Large firms as well as SMEs require financing. While large companies provide detailed financial statements and adequate collateral to banks, they are not favored.
Banks work towards diversifying their portfolios, and actually enjoy targeting many smaller firms in order to maintain a low risk and balanced loan portfolio. However, there are underlined issues preventing the successful matching between loans and SMEs.
In looking at the SME life cycle, both financial needs and modes of businesses are changing and developing over time. Start- ups rely on internal financing namely, retained earnings, personal savings and contributions from contacts and business associations, in addition to trade credit from financial intermediaries. As a firm starts to establish a track record, it attracts the attention of investors who are willing to inject equity into the company. This facilitates bank loans. By going public, the firm eventually raises funds in the securities markets. The majority of SMEs in Jordan is, however, still in the initial stages of development, and relies on personal and family members' savings for financing new ventures or the expansion of existing enterprises. However, such sources are insufficient to spur growth in an expanding and highly competitive market. Therefore, access to formal financing institutions is the necessary alternative.
There are several major obstacles that face SMEs when it comes to accessing financing. The most important problem amongst these enterprises is the information asymmetry that arises from small businesses' lack of financial information and standardized financial statements, in addition to the banks’ limited knowledge of the borrower's company. Most SMEs lack basic financial management skills and systems. This puts them at a disadvantage in accessing credit (banks are reluctant to lending), and in developing trade and investment linkages.
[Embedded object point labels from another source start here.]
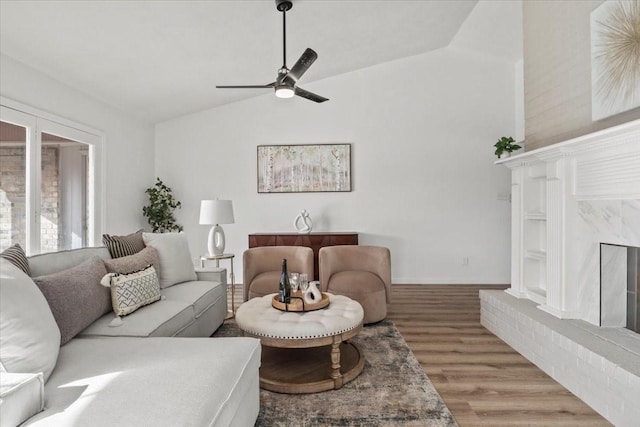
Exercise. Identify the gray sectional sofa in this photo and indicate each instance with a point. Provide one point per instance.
(155, 367)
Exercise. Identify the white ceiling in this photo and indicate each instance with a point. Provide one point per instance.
(162, 59)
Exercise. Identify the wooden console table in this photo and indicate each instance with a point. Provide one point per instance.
(314, 240)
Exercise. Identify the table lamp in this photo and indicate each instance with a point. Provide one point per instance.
(216, 212)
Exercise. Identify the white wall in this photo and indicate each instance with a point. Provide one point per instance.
(424, 182)
(557, 73)
(129, 143)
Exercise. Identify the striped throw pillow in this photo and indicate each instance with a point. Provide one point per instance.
(120, 246)
(17, 257)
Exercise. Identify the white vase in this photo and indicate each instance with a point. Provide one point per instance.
(312, 295)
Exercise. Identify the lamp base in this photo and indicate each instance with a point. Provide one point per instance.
(216, 240)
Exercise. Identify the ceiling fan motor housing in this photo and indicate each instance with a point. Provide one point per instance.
(283, 5)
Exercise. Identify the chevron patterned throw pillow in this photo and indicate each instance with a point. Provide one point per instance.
(131, 291)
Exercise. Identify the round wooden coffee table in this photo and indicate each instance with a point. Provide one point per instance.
(305, 352)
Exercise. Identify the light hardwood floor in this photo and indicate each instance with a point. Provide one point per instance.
(483, 381)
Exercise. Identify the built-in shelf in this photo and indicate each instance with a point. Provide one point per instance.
(538, 255)
(536, 216)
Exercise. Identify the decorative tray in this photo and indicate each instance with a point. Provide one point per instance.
(298, 304)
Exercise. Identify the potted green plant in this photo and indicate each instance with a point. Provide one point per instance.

The Jordan Exporters Association reports that inadequate financial statements impair the ability of its members to close trade deals because they are unable to demonstrate reliability.
Jordanian SMEs have no standard to adhere to when it comes to preparing financial documentation for their company. Therefore, the financial statements that they produce are not of an adequate standard, and do not reveal sufficiently detailed and accurate information about their firm. One lending officer estimates that about 75% of SMEs that approach his company do not have any financial statements prepared at all.
Since banks in Jordan are bound by certain international standards to preserve their risk rating, and these standards are limited by certain policies, they are unable to provide loans to companies that do not adhere to these policies.
SMEs corporate governance structure also leads banks to believe that they are at high risks to take on. Generally, these companies are purely family businesses, or a "one man show," therefore, do not possess the necessary administrative skills. The enterprise failure to meet credit requirements or to raise collateral is mainly due to their noncompliance with latest accounting standards and/or the absence of good management practices.
Enterprises lack the ability to present the bank an acceptable work plan and feasibility studies as they lack the know-how to develop a sound investment proposal. There are some enterprises that provide guidance and support SMEs in order to facilitate the implementation of a consulting and training program, but such programs need to be expanded. The collateral requested from the banks being too high is another issue. There are high risks involved in lending to SMEs as a result of a shortfall of assets that can be used as collateral. Banks claim that the risk requirements of certain loans necessitate this however. If however a decent business plan and detailed financial statements are presented the necessity for collateral drops, and this is an aspect of the inadequate access to finance that can be addressed. The high risks involved in lending to SMEs as a result of a shortfall of assets of assets that can be used as collateral, high failure rates, low capitalization and vulnerability to market risks, are compounded by the higher transaction costs associated with lending. There is a lack of incentives to the banking sector involved in lending to SMEs. Because of the high costs banks incur in dealing with SME accounts, banks decline to extend loans to SMEs unless they are fairly compensated for the incremental costs they incur in financing and keeping such small transaction amounts.